26. November 2015, 15:00 Uhr

0858

Erwin Wurm*

(Bruck 1954)

„The artist who swallowed the world when it was still a disc“
2006
Kunstharz, Textil auf Stahlplatte; Auflage: 3 Exemplare
190 × 140 × 140 cm

Provenienz

Privatbesitz, Wien

Literatur

Vgl. Erwin Wurm, DuMont Buchverlag, Köln 2009, S. 315 sowie Abb. S. 116.
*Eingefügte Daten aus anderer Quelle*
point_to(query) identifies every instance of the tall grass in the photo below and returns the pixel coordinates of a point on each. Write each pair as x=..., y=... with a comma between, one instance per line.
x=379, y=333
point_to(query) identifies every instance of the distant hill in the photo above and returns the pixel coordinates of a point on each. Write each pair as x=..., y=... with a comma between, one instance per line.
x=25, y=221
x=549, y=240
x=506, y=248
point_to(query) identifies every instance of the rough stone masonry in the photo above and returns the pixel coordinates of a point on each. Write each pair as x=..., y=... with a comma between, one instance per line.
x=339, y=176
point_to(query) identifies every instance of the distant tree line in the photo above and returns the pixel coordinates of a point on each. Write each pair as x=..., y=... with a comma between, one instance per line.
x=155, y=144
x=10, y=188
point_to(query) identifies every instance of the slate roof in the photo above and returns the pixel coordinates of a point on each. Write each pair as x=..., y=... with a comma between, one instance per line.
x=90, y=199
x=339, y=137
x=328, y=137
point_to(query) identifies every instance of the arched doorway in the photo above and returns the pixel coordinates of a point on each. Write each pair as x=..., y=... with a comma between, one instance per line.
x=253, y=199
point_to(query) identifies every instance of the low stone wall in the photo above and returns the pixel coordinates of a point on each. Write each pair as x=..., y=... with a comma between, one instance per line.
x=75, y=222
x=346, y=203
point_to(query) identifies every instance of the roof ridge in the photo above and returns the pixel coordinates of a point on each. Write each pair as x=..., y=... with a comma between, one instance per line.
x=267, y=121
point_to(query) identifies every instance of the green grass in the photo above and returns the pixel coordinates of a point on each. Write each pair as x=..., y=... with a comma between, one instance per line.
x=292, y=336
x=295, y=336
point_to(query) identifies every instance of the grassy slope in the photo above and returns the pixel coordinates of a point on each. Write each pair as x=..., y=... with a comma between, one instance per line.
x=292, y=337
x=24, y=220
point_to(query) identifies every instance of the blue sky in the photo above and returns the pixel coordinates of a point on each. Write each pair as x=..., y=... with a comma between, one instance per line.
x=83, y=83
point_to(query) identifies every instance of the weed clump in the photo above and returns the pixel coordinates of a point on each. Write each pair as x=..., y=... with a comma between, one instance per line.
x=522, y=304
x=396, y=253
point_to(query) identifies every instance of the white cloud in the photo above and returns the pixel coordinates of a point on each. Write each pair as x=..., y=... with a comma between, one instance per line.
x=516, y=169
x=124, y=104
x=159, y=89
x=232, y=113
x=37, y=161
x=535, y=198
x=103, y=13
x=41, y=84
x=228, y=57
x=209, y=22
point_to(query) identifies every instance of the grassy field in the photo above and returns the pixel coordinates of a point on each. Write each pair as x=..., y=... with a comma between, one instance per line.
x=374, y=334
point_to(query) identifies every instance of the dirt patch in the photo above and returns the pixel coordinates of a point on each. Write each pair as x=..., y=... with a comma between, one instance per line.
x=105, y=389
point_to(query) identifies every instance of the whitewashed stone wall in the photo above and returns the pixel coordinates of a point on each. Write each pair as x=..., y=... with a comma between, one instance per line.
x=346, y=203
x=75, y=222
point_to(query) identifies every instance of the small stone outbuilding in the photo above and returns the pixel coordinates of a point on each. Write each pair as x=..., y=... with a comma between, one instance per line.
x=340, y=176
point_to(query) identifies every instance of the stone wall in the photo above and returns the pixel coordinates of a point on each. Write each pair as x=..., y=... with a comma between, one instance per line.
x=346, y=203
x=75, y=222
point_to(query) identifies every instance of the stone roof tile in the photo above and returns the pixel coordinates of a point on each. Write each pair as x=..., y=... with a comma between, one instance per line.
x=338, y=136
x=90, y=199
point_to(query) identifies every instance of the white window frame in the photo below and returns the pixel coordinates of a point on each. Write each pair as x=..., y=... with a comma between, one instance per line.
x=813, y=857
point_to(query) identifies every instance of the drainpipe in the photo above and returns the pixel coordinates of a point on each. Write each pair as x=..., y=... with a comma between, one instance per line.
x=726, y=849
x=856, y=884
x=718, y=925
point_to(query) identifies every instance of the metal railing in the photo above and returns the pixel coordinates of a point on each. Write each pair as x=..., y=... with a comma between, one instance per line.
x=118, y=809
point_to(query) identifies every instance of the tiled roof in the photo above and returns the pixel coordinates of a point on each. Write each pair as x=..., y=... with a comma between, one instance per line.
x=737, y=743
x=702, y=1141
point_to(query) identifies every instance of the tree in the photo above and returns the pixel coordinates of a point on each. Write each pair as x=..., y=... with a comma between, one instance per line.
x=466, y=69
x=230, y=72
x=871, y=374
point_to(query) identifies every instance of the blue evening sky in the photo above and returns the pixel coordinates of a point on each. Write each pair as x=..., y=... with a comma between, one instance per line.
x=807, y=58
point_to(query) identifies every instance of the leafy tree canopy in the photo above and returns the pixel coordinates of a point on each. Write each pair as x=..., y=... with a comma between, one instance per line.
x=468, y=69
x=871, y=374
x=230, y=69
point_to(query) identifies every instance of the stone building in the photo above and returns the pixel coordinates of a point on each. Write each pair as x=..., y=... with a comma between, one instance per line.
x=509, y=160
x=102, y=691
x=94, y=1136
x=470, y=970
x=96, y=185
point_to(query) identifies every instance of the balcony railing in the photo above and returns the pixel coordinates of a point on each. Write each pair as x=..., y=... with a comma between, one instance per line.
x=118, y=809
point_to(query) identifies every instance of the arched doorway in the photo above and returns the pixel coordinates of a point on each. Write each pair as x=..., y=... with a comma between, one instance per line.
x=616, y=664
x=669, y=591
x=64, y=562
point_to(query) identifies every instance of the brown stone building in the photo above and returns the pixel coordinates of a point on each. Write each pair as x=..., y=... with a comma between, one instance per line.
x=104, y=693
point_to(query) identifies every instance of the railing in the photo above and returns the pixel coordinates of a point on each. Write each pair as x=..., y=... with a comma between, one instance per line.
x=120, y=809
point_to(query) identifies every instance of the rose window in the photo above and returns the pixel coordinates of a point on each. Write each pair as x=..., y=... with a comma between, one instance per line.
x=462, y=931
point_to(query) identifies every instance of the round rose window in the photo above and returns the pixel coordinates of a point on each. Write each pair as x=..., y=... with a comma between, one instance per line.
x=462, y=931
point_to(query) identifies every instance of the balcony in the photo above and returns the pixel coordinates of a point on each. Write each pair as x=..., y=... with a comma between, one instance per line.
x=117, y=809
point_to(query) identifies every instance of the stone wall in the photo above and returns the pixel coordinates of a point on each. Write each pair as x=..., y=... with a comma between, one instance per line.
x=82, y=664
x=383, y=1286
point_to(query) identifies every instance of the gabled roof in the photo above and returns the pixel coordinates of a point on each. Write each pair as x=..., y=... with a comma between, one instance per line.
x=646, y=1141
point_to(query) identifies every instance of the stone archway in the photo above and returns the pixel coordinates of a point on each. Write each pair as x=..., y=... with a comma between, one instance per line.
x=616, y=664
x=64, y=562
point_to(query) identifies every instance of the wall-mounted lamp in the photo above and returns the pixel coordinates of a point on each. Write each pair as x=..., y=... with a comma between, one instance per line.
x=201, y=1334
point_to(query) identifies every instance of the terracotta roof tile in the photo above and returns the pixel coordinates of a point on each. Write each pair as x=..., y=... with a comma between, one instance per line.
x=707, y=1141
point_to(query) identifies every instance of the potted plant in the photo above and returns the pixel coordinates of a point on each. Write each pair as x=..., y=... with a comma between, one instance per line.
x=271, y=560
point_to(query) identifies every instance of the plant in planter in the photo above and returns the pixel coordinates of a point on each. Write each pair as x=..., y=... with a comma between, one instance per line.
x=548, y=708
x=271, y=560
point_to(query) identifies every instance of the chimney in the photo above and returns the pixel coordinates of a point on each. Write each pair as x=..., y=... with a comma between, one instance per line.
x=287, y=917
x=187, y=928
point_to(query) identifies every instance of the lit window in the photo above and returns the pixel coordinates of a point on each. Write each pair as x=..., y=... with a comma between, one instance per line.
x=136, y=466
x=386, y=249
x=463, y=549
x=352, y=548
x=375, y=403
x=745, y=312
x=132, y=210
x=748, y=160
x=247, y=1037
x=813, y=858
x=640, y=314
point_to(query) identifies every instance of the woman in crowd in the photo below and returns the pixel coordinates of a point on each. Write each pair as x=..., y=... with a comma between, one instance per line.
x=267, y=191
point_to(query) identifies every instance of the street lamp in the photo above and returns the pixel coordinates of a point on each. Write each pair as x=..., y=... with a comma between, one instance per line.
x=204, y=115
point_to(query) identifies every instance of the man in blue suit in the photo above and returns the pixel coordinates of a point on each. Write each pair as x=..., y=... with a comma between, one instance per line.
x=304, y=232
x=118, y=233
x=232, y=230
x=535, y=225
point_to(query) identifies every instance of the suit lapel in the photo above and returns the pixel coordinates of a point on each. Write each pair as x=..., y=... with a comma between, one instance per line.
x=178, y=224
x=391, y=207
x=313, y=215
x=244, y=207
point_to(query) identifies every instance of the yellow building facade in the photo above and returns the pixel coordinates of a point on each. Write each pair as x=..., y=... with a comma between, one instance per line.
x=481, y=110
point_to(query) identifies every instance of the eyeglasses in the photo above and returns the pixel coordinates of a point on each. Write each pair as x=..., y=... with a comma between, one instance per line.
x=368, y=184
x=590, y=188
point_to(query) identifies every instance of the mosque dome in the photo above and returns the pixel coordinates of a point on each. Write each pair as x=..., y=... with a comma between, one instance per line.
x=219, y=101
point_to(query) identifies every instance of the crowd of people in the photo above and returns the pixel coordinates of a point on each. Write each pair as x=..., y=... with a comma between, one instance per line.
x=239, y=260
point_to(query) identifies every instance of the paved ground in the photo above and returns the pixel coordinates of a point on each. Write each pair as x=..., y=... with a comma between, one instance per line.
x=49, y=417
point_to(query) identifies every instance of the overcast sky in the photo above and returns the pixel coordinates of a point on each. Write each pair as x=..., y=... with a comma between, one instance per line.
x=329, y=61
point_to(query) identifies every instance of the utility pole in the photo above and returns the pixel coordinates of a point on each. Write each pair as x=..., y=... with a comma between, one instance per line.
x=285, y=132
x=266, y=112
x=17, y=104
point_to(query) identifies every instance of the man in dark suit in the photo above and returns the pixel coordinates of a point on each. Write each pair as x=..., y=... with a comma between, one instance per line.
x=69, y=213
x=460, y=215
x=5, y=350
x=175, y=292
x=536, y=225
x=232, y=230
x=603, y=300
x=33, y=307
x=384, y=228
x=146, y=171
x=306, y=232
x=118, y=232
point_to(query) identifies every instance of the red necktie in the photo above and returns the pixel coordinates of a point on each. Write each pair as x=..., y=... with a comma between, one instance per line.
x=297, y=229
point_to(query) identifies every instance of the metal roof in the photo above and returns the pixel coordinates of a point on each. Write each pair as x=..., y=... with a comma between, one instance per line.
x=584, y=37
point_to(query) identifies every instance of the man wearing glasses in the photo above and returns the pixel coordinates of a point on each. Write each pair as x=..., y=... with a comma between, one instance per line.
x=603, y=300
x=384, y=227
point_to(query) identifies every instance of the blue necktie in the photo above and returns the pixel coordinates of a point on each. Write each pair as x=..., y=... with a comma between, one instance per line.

Schätzpreis: € 40.000 - 80.000
Auktion ist beendet.

Der Künstler, der die Welt verschluckte als sie noch eine Scheibe war, ist ein ganz unscheinbarer Herr im roten Polo, Jeans und Turnschuhen. Kaum jemand, der einem auf der Straße auffallen würde – wäre da nicht die eindeutig scheibenförmige Ausbuchtung, die auf seine Tat verweist. Das Aufbrechen einer Normalität durch etwas zutiefst Paradoxes durchzieht Erwin Wurms gesamtes Werk. Es ist dieser normale Ausgangspunkt, der dem Betrachter Zugang bietet: Wir werden auf einer alltäglichen Ebene angesprochen, können uns damit verbinden und uns dadurch zum weiteren Spiel mit Gegenständen, Bildern und Gedanken einlassen.
Erwin Wurm arbeitet seit den frühen 90er Jahren an seinem eigenen Zugang zur Bildhauerei und an der völligen Entgrenzung und Befreiung des Genres. Während er in frühen Arbeiten ganz gegen den Zeitgeist die einzelne, im Raum stehende Skulptur wiederbelebt, nimmt er ihr später, etwa in den berühmten „one minute sculptures“, jede körperliche Dauerhaftigkeit. Schließlich vollführt er ab den 2000ern einen weiteren Richtungsschwenk. In diese Werkphase, die mit lebensgroßen Alltagsegenständen arbeitet, gehören beispielsweise die „fetten Autos“(2001), die beiden weltverschlingenden Künstler oder auch die „House Attack“, die 2006 als Installation am Wiener Museum für Moderne Kunst zu sehen war. Während man aus diesen Arbeiten leicht Konsumkritik lesen könnte, oder – im Falle des vorliegenden Werks – Kritik an einer übertheoretisierten, überideologisierten Kunst, ist Erwin Wurms Arbeit doch stets eine, die sich nicht um Psychologisches bemüht, sondern sich um ganz konkrete Fragen der Kunst dreht, um Fragen der Bildhauerei und darum, wie wir unseren Alltag wahrnehmen. „Die Fragestellung, die sich seit drei Jahrzehnten durch meine Arbeit zieht, ist die: Kann ich mit dem Begriff des Skulpturalen den Alltag und unsere Zeit bearbeiten und eine neue Perspektive oder neue Interpretationsmöglichkeit gewinnen?“ (Erwin Wurm)
Dabei bleibt er mit den verwendeten Gegenständen und Verbindungen immer so nah an der Wirklichkeit, dass man das Entstehende gerade noch verstehen kann und sich erschreckende oder komische Situationen ergeben können.
„Die Komik der Arbeit, ein entscheidender Aspekt, ist das Vehikel, durch das Wurm uns auf seine Sicht einschwört. Ihr Humor sorgt dafür, dass wir die Welt durch die Brille dieser Arbeit so sehen, wie er sie gesehen hat, nämlich als etwas einen Augenblick lang völlig Fremdes und ganz und gar Anderes.“ (Abraham Orden, Erwin Wurm, Parkett 78 /2006, 156-167, S. 167. (Nina Binder)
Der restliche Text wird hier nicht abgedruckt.